Genetic diversity analysis in Malaysian giant prawns using expressed sequence tag microsatellite markers for stock improvement program
Accepted: November 30, -0001
Published: August 17, 2017
Genet.Mol.Res. 16(3): gmr16035685
The Malaysian giant prawn is among the most commonly cultured species of the genus Macrobrachium. Stocks of giant prawns from four rivers in Peninsular Malaysia have been used for aquaculture over the past 25 years, which has led to repeated harvesting, restocking, and transplantation between rivers. Consequently, a stock improvement program is now important to avoid the depletion of wild stocks and the loss of genetic diversity. However, the success of such an improvement program depends on our knowledge of the genetic variation of these base populations.
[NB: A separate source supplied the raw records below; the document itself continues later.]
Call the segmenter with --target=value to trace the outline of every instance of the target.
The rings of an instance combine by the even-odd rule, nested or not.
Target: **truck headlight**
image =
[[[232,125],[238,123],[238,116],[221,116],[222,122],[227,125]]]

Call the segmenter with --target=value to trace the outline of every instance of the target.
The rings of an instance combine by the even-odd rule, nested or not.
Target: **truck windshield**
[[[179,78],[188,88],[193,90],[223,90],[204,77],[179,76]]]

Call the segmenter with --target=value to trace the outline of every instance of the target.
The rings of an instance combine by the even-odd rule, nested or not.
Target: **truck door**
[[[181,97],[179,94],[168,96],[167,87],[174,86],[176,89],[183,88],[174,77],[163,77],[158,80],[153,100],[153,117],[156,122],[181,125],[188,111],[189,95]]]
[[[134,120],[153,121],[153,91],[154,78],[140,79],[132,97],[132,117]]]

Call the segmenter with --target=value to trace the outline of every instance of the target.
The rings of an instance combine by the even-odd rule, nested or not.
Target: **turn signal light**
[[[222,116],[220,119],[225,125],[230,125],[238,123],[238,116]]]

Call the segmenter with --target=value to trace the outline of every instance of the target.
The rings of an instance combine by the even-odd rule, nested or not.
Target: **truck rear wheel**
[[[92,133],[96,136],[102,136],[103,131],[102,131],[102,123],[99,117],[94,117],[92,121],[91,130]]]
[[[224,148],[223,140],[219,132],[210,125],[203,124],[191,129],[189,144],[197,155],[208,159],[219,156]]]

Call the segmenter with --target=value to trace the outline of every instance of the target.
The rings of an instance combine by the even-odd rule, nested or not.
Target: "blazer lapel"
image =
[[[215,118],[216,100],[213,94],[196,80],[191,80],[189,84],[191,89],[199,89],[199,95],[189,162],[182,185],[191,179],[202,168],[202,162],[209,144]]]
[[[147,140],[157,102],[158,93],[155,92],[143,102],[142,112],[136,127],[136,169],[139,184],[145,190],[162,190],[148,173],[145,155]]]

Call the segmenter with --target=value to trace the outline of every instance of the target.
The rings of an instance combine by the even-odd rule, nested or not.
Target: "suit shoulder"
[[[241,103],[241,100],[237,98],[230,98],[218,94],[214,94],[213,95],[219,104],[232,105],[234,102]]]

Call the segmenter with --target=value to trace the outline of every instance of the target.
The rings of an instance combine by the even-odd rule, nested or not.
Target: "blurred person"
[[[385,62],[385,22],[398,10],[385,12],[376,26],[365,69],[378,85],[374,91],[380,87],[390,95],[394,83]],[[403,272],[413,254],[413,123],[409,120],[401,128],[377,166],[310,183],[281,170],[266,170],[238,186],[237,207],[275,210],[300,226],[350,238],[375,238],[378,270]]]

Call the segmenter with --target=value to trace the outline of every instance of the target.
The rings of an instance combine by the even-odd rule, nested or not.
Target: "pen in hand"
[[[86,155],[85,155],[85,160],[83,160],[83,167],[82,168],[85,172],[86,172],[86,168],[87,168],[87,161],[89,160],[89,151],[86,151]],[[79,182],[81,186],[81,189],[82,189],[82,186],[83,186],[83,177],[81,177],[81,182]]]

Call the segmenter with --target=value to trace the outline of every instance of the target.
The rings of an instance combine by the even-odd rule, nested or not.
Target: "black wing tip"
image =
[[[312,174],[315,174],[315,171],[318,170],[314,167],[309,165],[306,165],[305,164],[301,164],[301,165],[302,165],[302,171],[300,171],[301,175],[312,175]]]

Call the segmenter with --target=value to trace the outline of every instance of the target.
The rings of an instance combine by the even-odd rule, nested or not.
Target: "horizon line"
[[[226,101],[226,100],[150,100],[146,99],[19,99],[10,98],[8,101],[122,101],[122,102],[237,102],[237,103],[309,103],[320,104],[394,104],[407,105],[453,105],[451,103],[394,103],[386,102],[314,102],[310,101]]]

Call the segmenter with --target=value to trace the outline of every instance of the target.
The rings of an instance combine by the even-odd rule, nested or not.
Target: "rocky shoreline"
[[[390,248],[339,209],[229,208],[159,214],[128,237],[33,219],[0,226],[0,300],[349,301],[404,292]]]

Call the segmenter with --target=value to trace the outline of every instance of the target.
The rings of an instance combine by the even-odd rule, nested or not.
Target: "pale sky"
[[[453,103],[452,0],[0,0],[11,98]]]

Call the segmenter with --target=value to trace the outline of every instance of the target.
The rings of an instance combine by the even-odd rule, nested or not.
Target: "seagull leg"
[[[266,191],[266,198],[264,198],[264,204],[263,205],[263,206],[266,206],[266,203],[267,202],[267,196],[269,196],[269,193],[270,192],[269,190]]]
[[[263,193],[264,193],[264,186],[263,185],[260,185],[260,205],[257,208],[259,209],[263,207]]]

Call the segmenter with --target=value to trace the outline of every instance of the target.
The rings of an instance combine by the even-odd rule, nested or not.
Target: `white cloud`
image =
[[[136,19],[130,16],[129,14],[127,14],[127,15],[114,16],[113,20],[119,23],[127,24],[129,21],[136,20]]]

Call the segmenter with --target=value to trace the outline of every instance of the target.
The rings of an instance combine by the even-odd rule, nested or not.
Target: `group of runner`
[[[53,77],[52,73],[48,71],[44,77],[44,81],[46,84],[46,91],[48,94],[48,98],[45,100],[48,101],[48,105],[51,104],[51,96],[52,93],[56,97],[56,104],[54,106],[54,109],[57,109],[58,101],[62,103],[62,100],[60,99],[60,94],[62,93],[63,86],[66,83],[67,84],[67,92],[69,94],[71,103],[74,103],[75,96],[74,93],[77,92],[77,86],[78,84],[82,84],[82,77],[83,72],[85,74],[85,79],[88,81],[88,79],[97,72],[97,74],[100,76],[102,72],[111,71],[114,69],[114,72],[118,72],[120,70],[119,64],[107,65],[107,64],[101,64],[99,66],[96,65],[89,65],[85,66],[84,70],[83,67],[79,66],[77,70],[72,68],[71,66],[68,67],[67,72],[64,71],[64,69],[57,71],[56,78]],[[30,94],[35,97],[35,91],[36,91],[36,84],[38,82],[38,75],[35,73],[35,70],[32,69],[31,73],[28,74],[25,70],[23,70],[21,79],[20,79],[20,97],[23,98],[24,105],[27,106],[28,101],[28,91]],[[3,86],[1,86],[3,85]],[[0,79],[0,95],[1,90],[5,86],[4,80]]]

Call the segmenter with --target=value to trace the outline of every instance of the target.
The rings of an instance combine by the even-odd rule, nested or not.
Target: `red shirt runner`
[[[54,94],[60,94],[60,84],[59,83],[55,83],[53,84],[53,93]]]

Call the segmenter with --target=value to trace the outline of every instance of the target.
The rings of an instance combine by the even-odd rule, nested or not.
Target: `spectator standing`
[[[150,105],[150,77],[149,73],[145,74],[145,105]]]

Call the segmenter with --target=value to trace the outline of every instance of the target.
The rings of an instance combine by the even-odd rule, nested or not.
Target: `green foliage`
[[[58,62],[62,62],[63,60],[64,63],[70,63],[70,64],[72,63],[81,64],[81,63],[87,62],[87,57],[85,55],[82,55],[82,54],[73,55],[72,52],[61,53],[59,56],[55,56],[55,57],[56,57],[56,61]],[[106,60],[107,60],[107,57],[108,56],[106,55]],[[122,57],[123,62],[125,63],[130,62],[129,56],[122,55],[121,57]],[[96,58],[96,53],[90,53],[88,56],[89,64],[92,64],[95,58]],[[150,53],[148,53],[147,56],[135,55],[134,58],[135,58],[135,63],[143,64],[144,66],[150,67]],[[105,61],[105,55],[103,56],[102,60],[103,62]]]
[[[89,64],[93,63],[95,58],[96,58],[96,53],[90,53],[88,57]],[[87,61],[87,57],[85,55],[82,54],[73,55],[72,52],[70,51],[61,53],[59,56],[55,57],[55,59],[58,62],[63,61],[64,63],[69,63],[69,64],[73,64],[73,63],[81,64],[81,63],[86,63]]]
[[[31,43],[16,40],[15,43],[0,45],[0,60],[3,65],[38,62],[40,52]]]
The aim of the current study was to estimate genetic variation and differentiation of these riverine sources using novel expressed sequence tag-microsatellite (EST-SSR) markers, which not only are informative on genetic diversity but also provide information on immune and metabolic traits. Our findings indicated that the tested stocks have inbreeding depression due to a significant deficiency in heterozygotes, and FIS was estimated as 0.15538 to 0.31938. An F-statistics analysis suggested that the stocks are composed of one large panmictic population. Among the four locations, stocks from Johor, in the southern region of the peninsular, showed higher allelic and genetic diversity than the other stocks. To overcome inbreeding problems, the Johor population could be used as a base population in a stock improvement program by crossing to the other populations. The study demonstrated that EST-SSR markers can be incorporated in future marker assisted breeding to aid the proper management of the stocks by breeders and stakeholders in Malaysia.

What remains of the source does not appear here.